Menurutnya, kalau mau tegas Presiden SBY bisa meninjau kembali perjanjian 'Lombok Treaty', karena menitikberatkan pada kerja sama di bidang pertahanan, keamanan, kontra terorisme, maritime security, dan intelijen. Sementara dalam bidang-bidang perjanjian itu, Australia lebih banyak diuntungkan secara strategis dan politik.
Menurut Jaleswari, penyadapan itu bisa dipandang dari tiga hal; yaitu hukum, psikologis dan politik. Secara hukum ada konvensi Wina terkait etika antar negara, dalam politik ada etikanya dalam hal spionase, intelijen, mata-mata dan sebagainya.

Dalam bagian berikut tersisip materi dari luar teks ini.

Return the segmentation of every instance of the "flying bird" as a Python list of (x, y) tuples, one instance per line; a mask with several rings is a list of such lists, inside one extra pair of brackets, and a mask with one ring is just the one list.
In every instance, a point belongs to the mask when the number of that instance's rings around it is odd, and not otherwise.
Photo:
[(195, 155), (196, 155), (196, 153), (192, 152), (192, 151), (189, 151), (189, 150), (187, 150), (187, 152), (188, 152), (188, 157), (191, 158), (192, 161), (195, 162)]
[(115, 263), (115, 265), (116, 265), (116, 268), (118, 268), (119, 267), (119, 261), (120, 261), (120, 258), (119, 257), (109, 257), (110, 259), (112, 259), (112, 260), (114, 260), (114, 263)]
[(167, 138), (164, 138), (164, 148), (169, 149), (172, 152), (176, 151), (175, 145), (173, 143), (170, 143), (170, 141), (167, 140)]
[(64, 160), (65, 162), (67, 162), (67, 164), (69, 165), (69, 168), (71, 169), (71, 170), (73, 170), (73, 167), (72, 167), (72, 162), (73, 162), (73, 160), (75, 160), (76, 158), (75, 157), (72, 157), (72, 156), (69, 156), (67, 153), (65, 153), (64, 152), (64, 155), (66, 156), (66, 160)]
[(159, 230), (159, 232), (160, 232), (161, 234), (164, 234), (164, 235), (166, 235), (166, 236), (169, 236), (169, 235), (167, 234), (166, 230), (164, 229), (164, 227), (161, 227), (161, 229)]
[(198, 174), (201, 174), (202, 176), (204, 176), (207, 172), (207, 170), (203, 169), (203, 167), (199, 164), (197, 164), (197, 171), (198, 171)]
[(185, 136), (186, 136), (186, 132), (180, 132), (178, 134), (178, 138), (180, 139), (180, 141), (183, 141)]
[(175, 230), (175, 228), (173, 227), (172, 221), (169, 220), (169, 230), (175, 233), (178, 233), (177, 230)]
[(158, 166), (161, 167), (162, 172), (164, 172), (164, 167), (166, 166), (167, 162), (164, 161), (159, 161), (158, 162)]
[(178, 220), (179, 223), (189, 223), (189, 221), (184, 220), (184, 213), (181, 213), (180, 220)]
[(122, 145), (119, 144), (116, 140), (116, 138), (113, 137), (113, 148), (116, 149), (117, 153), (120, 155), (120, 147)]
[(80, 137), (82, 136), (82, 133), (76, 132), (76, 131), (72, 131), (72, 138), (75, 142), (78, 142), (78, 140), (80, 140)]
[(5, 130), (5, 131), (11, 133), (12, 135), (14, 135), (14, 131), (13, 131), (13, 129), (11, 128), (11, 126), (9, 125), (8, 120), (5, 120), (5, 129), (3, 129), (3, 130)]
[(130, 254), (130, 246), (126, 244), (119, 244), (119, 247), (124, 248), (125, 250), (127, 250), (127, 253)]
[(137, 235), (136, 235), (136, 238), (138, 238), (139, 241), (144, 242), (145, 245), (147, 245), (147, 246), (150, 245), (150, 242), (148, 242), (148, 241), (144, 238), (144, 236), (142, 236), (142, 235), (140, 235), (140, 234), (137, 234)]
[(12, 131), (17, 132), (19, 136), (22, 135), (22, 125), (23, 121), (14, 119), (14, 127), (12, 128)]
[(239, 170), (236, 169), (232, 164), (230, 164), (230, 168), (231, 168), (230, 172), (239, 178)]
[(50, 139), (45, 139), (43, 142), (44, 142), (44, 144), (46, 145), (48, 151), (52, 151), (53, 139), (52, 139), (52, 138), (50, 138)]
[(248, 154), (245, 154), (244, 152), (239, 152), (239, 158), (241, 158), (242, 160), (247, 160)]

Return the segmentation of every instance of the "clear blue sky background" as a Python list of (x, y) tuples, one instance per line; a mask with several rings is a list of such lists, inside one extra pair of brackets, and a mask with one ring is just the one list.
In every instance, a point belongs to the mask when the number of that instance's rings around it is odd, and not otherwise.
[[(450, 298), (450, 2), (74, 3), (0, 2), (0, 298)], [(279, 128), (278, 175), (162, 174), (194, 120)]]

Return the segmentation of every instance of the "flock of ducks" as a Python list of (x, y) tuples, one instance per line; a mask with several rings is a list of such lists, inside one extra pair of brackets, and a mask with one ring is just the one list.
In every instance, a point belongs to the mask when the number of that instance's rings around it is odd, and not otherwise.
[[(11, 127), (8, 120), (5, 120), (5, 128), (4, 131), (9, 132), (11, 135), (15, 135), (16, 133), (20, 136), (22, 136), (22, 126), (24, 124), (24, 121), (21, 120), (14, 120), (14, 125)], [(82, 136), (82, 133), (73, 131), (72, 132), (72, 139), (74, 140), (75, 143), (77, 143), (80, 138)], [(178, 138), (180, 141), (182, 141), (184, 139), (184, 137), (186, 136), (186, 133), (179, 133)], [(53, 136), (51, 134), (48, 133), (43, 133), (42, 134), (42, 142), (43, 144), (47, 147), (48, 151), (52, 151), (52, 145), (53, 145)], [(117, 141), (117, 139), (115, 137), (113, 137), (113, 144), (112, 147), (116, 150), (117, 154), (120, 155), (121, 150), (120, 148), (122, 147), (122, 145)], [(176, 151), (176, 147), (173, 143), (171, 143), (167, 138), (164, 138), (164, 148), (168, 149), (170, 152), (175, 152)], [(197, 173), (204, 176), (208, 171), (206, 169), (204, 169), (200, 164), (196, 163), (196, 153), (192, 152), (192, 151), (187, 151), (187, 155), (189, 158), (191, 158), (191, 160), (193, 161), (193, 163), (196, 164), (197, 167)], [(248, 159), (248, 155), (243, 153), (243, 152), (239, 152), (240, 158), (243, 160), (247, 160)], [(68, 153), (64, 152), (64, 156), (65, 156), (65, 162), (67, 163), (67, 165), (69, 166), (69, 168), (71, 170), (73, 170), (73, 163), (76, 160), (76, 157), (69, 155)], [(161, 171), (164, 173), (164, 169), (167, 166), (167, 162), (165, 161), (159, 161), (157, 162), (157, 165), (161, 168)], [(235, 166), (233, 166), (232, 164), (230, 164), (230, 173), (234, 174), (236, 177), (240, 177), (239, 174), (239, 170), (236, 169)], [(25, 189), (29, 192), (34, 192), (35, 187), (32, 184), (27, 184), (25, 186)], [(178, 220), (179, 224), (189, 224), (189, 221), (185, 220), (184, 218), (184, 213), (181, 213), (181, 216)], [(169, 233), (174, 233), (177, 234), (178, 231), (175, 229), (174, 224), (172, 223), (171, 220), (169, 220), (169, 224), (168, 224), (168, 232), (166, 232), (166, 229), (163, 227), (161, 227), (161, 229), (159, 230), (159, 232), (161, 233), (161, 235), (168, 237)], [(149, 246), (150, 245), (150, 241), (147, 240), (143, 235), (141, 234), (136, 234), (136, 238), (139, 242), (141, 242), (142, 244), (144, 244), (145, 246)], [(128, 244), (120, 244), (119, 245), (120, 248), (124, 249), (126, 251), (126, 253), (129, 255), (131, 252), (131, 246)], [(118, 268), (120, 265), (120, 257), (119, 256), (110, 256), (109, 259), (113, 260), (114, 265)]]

"Penyadapan memang biasa, sebagai usaha untuk mengumpulkan informasi strategis dan tergantung bagaimana negara bekerja dalam operasi hitam itu. Tapi, kan ada etika, hukum internasional, dan hubungan politik antar negara,” ujarnya.
Jaleswari mengatakan, kalau tak ingin penyadapan tak beretika itu terulang lagi, maka Presiden SBY harus tegas terhadap Australia, Amerika, Malaysia, Singapura dan negara lainnya.
"Bahwa menjaga hubungan baik itu tak harus bersikap lemah, tetapi tetap harus tegas. Apalagi 2 kapal selam Rusia yang dibeli Indonesia itu merupakan kapal tercanggih, dan juga tank Leopard Jerman, yang dikhawatirkan oleh negara-negara tetangga itu,” ujarnya.